So I figured it was about that time...
Life is continuing to get more and more normal for us. We have almost entirely assimilated to the weather. Nathan still chatters his teeth in the morning, but I think he's just doing it for dramatic affect.
Unfortunately, we've been sporadically ill over the past few weeks. Nathan got a terrible eye infection and a cold, and I had a couple sick days too. But this week has been pretty germ free, which is a nice change of pace. Knock on wood.
A couple of stories I wanted to share from the adventures of a preschool teacher.
I was interviewing my class the other day and asked them a couple questions which yielded adorable answers.
What's my name? "Mid-Aw-bone."
How old do you think I am? (Sideways glance at one another, then an emphatic response) "TWO!!"
But wait, I thought I was your teacher? (they giggle)
Am I your teacher? "Nooooo" (said like that was the silliest assumption of all)
So... Am I your friend? (another emphatic response) YES!
Apparently, I am a giant, genius of a 2-year-old who just gets to chill with my friends all day. Pretty cool.
The other day I was interviewing a 5-year-old at my school, and we had a conversation about a girl in his class. He was very nonchalant, not embarrassed at all, and shrugged a number of times, as if to say "No big deal. Whatever." He's quite the ladies man. I can't paint enough of a picture of how cool he was during this conversation, so his words are in quotes and his demeanor and reaction is in parentheses.
Me: "So... is she your girlfriend?"
Him: "No" (scoff)
Me: "But I thought you said she was"
Him: "Not since I was 4" (get with it, lady.)
Me: "So she used to be your girlfriend"
Him: "Ya. A couple weeks ago." (No big deal.)
Me: "Do you have a girlfriend now?"
Him: "Ya." (Whatever. I always have a girlfriend.)
Me: "Does she know she's your girlfriend?"
Him: "Well, her was playin' with me today." (shrug.)
Me: "So your girlfriends are just whoever you are playing with that day?"
Him: "Ya." (it's not exclusive or anything.)
Me: "Do you pretty much have a new girlfriend every week?"
Him: "Ya, I have a new one every week." (I like to mix it up)
Me: "How do they know they aren't your girlfriends anymore? I mean are you going to tell her that it's over?"
Him: "I tried to tell her today but her didn't listen" (Women. Sheesh.)
Me: "It's hard to break up with people when they just won't listen"
Him: "Ya" (You got that right)
Other than interviewing children, it seems everyday brings its own interesting experiences at this new job, though a number of them have been poop related. Nathan has instructed me that I need to reduce the number of poop related stories in my life, so I will remain silent on the subject for now. Besides everyone knows, a good poop story is better told in person.
As for the two of us, we have no shortage of our own adventures. For example, it has now been firmly established that we are destined to live in homes with hyperactive smoke detectors. And no, my cooking is not that bad. Every place we have lived together, we have had ridiculous smoke detectors that went off whenever either of us cooked anything. Peoria is no exception. Both smoke detectors on our main floor go off every single time we cook or bake. It's maddening. More reason to go out and get some maple bacon ice cream.

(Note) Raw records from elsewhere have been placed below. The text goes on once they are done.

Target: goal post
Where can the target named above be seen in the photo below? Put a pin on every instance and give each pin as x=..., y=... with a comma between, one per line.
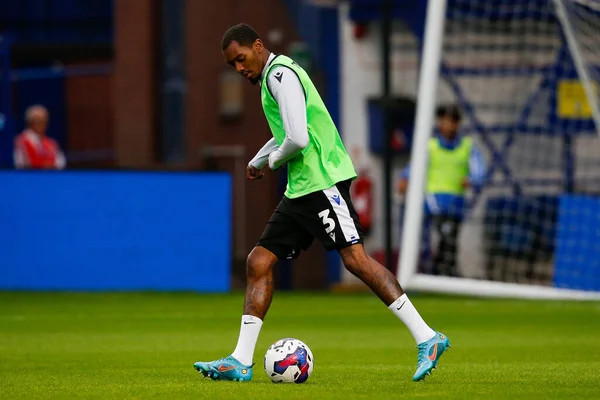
x=525, y=74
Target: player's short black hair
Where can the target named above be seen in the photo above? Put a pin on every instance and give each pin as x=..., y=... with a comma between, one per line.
x=452, y=111
x=244, y=34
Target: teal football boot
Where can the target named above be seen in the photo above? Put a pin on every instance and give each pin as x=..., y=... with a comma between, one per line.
x=429, y=354
x=227, y=369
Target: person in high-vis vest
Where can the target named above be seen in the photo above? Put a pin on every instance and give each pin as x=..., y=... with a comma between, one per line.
x=455, y=165
x=316, y=205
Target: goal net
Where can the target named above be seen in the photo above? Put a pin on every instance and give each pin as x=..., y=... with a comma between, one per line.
x=524, y=74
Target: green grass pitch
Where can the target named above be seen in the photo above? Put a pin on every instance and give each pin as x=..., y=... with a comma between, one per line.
x=143, y=345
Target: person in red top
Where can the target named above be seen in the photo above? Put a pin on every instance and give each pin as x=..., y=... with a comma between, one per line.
x=33, y=149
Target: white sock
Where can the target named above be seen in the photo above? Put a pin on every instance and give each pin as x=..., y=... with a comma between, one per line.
x=405, y=310
x=249, y=330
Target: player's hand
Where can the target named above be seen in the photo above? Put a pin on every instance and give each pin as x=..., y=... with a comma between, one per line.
x=253, y=173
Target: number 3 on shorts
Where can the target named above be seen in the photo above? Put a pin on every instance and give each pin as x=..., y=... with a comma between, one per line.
x=328, y=222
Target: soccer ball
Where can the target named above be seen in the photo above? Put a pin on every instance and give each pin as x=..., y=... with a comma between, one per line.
x=289, y=360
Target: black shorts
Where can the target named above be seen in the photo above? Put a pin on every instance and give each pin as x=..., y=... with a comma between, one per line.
x=327, y=215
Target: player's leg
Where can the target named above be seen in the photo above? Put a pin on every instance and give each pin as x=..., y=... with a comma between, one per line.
x=330, y=216
x=282, y=238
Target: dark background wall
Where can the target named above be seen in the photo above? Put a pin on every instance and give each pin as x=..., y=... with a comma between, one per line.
x=108, y=92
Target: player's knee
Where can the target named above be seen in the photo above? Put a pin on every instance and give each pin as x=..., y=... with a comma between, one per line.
x=259, y=262
x=354, y=258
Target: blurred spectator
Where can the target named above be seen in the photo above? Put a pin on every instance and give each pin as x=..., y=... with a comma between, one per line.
x=33, y=149
x=455, y=165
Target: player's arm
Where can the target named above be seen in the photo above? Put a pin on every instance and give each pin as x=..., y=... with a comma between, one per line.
x=260, y=160
x=289, y=94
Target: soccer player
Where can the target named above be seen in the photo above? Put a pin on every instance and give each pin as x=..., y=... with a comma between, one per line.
x=316, y=203
x=455, y=164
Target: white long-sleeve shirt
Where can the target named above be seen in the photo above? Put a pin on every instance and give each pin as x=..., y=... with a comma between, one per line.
x=288, y=92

We also have a funny neighbor across the street that has brought long running discussion and hypothesis into our marriage. We have only met her once, the day we moved in. That was back in December and we noticed, after dark, that (in addition to the regular Christmas lights) she had a projection system set up. This system projected rotating holiday images on her garage, such as Santa saying "ho,ho,ho", the nativity scene, a pile of presents under a tree, etc. There was also a separate, faster rotating projection of stockings floating over the larger projected image. We were amazed. How fancy. Then we came back from our holidays in California to see she was greeting us with a "New Year" themed display. How festive! A couple of weeks later, I noticed it had switched to a Valentine's Day theme. Wait a minute. Boardering on creepy. Last week, I came home to find a new display. "Happy Birthday!" What is going on? Nathan wasn't home yet, but first thing I said when he arrived was, "Did you see the neighbors new pictures outside?" He ran to the front window. We continued to discuss whether or not this was a cheap attempt at a President's Day celebration? Can she keep this up all year? I mean, August is sort of a wasteland for holiday themes. I'll keep you posted.